Add a design doc for the new permission model
[bugdar.git] / docs / bugdar2_permissions.md
1 # Bugdar 2.0, Take 3 — Permissions Model
2
3 ## Current Situation
4
5 Bugdar v1 has a multi-tierd permission model. Users have a primary group and multiple secondary groups. Since group permissions are OR'd together, they are cumulative rather than subtractive: once a permission bit is ON, it can't be OFF (see `FetchUserPermissions`). A secondary unit by which permissions are partitioned is products. Products also have usergroup-level permissions that can override other group-level permissions if set explicitly to NO, unlike multiple usergroup permissions, which are OR'd together (see `fetch_on_bits()`).
6
7 A separate permissions matrix exists for custom fields. Custom fields have usergroup-level permissions for no access, view rights, and modification rights.
8
9 The basic algorithm for applying these permissions is:
10
11 bool HasPermission($user, $permission, $bug) {
12 $group_mask = $user->primary_group & $permission;
13
14 $has_product_mask = FALSE;
15 $product_mask = 0;
16
17 for each $group in $user->groups {
18 $group_mask |= $group->permissions & $permission;
19
20 if $bug->product in $group->product_permissions {
21 $has_product_mask = TRUE;
22 $product_mask |= $group->product_permissions[$bug->product] & $permission;
23 }
24 }
25
26 return $has_product_mask ? $product_mask : $group_mask;
27 }
28
29 Thus it's clear that any product permission will override the set group mask. Yet in each of the two tiers of permissions that `HasPermission` evaluates, the individual permission masks are OR'd together.
30
31 ### Database Tables
32 * `bugfield`
33 * Configuration data for custom fields.
34 * `bugfieldpermission`
35 * Controls custom permissions (none, can view, can edit) for custom fields.
36 * Links to `bugfield`.
37 * `permission`
38 * Controls product-specific permissions that cascade on top of the base `usergroup.permissions` field.
39 * `usergroup`
40 * Controls the base permsission of a user, OR'd together in `FetchUserPermissions`.
41
42 ## Version 2
43
44 In version 2, all attributes (product, severity, priority) are all going to be implemented using a "custom field" system. This means that product-level permissions and custom field permissions are no longer applicable.
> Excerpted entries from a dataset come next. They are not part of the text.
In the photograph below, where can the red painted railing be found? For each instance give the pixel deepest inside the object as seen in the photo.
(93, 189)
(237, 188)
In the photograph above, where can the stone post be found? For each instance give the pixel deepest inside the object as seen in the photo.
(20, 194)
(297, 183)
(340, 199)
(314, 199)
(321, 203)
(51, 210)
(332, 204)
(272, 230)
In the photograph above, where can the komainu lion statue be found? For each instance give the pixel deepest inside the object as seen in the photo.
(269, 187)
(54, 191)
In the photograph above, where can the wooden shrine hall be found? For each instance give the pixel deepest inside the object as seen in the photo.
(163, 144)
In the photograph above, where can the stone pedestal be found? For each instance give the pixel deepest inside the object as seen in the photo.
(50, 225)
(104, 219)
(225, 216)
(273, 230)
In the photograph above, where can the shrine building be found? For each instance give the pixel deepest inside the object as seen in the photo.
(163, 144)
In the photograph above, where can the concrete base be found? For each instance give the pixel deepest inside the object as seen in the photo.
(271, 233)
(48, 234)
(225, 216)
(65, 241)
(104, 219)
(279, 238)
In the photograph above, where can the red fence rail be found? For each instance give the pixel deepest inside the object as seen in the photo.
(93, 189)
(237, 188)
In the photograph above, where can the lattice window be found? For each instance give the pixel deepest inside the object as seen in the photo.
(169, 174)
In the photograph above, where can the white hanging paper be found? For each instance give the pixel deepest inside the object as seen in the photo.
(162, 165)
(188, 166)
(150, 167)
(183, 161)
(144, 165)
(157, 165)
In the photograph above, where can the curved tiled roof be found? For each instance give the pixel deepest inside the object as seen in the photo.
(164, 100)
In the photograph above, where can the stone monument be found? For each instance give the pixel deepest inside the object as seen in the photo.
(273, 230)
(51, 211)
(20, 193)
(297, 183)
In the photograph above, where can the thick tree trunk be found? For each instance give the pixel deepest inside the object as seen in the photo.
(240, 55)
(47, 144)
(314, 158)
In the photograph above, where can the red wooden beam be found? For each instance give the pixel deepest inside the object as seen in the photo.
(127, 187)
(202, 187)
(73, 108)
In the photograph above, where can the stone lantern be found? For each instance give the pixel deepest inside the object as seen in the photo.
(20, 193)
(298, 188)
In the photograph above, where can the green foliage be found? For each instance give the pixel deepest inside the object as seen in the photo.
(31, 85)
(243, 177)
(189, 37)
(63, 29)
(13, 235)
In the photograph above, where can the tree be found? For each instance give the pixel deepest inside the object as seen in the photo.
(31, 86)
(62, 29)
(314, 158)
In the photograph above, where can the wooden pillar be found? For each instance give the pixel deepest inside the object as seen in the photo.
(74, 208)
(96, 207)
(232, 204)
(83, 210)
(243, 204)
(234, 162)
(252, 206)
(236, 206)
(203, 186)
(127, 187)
Since products will now be expressed as just ordinary fields, the second tier of permissions needs to be rethought.
45
46 Expressing the v1 relationship is done like such:
47
48 Tuple<Product, Usergroup> = Mask
49
50 Expressing this in v2 with fields yields:
51
52 Tuple<Field, Value, Usergroup> = Mask
53
54 ### Recreating v1
55
56 This sets a Mask when a Field is set to Value and the user is in Usergroup. Product-level permissions can thus be reproduced:
57
58 Tuple<"Product", "Example Product", "Registered Users"> = NewMask
59
60 But it also allows new permission expressions:
61
62 Tuple<"Lock", "Comments", "Registered Users"> = Inherited_Permissions & ~CAN_COMMENT
63
64 Where Inherited_Permissions is the set permissions at the time of Tuple creation, this would allow one to apply security access labels to bugs that alter the effective permissions. This preserves the two-tierd system in place in v1, with the second tier permissions, if set, overriding the first tier.
65
66 ### Extending
67
68 Rather than having the `Tuple<Field, Value, Usergroup>` map to a `Mask`, it instead could map to another tuple:
69
70 Tuple<Field, Value, Usergroup> = Tuple<Allow, Deny>
71
72 Where the first item in the RHS is a bitwise OR'd mask of permissions being allowed, and the second item is a bitwise OR'd mask of permissions being explicitly denied. All other permissions would be inherited. This would create an effective permission mask of:
73
74 EffectiveMask = ((Primary_Group | Secondary_Group...) | Rule_Permissions[Allow]) & ~Rule_Permissions[Deny]
75
76 This would give Deny permissions highest precedence.